I expressed gratitude to Archbishop Takami for bringing this priceless relic to St. Patrick’s Cathedral, a piece of art that spoke truth more eloquently than all the magnificent works in marble, gold and stained glass gathered there. I apologized, too, for my fellow American Catholics present who were unable or who refused to recognize the significance of this visitation. Just as the horrible reality of nuclear weapons is largely ignored or denied by American Christians, this sculpture of Mary was shunted aside as if it were an embarrassment, unexplained and unmentioned from the pulpit. I offered regret that there was no repentance or regret for the sins of the atomic bombings of Japan expressed in the penitential rite of the Mass. I apologized for prayers of thanksgiving for the failure of a bomb to detonate in Time Square, offered without prayers asking for forgiveness for our own bombs successfully exploded over Nagasaki and Hiroshima in 1945 and without repentance for our own bombs successfully detonated each day, now, in Iraq, Afghanistan and Pakistan.
John Schuchardt told the media how Bishop Sullivan shook his hand while recessing from the altar after Mass. “You must speak about the atomic bombed Mother of God,” John implored the bishop. “It’s not my job,” was the bishop’s retort. “You have betrayed Christ today,” John told him, calling to mind the Gospel proclaimed that morning, “this because he gave a sermon about love with no mention at all of Urakami Cathedral or the nuclear holocausts.”

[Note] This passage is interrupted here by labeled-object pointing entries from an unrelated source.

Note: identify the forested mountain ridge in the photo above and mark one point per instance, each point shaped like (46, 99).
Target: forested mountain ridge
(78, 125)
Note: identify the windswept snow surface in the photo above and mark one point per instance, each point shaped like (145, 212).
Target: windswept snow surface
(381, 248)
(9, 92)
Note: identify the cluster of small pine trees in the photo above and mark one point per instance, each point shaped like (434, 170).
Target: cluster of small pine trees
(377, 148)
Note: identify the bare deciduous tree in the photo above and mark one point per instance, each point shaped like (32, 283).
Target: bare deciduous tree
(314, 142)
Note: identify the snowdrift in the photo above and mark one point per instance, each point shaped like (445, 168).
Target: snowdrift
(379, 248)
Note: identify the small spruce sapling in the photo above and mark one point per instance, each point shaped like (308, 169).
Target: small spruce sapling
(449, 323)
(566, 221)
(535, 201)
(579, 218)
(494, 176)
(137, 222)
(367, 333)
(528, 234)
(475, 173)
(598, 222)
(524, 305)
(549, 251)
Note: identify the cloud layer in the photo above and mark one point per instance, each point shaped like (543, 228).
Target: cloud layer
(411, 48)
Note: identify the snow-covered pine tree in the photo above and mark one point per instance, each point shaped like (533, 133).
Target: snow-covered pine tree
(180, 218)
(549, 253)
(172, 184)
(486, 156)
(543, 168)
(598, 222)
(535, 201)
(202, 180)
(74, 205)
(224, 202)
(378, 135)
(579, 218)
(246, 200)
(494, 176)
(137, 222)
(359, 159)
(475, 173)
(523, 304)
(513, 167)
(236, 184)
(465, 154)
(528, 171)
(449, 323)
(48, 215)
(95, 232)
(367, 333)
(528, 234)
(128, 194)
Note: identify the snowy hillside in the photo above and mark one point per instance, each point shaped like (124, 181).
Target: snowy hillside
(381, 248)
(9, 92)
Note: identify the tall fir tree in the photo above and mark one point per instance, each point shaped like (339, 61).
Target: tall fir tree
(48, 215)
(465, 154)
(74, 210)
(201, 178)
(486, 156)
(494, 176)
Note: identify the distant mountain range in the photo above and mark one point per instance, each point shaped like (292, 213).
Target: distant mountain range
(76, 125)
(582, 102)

In her January 1967 column, “In Peace Is My Bitterness Most Bitter,” Dorothy Day wrote of Cardinal Spellman and other bishops who supported the war in Vietnam (“going against even the Pope”) recognizing, as Jesus said would be the case, “our worst enemies are those of our own household.” Martha told me later that Bishop Sullivan heads the “Dorothy Day Guild,” whose purpose “is to spread the word of her life, work, and sanctity; to identify the growing devotion to Dorothy Day by Catholics and non-Catholics; and to document her ability to intercede for people in need of God’s healing mercy and assistance.” May Dorothy intercede for Bishop Sullivan to know the truth that working to stop nuclear weapons is his job and intercede for each of us to know that it is ours. In this column, too, Dorothy referred to the same commandment from the Gospel according to John; love one another as I have loved you. “A hard saying,” Dorothy admitted. “Love is indeed ‘a harsh and dreadful thing’ to ask of us, of each one of us, but it is the only answer.”